Jiang Jiang (姜江; born May 1965) is a Chinese diplomat and politician who serves as a member of the Leading Party Members Group and Vice President of the Chinese People's Association for Friendship with Foreign Countries (CPAFFC).

== Biography ==
Jiang Jiang was born in May 1965 in Chaoyang, Liaoning, China. He is of Han ethnicity. He is a member of the Chinese Communist Party. Jiang received a bachelor's degree in English language and literature from Capital Normal University. He later obtained a master's degree in international relations from the University of Kent in the United Kingdom and was a visiting scholar at Harvard University.

After graduating in 1986, Jiang entered the Ministry of Foreign Affairs of the People's Republic of China. In the early years of his career, he worked in the Translation Office and the Protocol Department. He later pursued further studies in the United Kingdom before returning to the Ministry, where he served in various capacities including staff member, attaché, third secretary, and division director.

Jiang subsequently held positions at the Central Foreign Affairs Office and served as counselor at the Permanent Mission of China to the United Nations. He later worked as deputy director of the Foreign Affairs Bureau of the National Committee of the Chinese People's Political Consultative Conference.
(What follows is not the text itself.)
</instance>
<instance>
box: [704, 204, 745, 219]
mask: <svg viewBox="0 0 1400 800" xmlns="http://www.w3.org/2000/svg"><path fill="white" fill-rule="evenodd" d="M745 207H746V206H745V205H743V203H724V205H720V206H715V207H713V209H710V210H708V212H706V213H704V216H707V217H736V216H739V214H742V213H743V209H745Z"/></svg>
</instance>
He returned to the Ministry of Foreign Affairs and served as counselor in the Information Department and later as deputy director and then director of the Translation Office. From 2013 to 2016, Jiang served as Ambassador of the People's Republic of China to Lebanon, and from 2016 to 2020, he served as Ambassador to Malta. In 2020, Jiang was appointed Vice President of the Chinese People's Association for Friendship with Foreign Countries, where he also serves as a member of its Leading Party Members Group.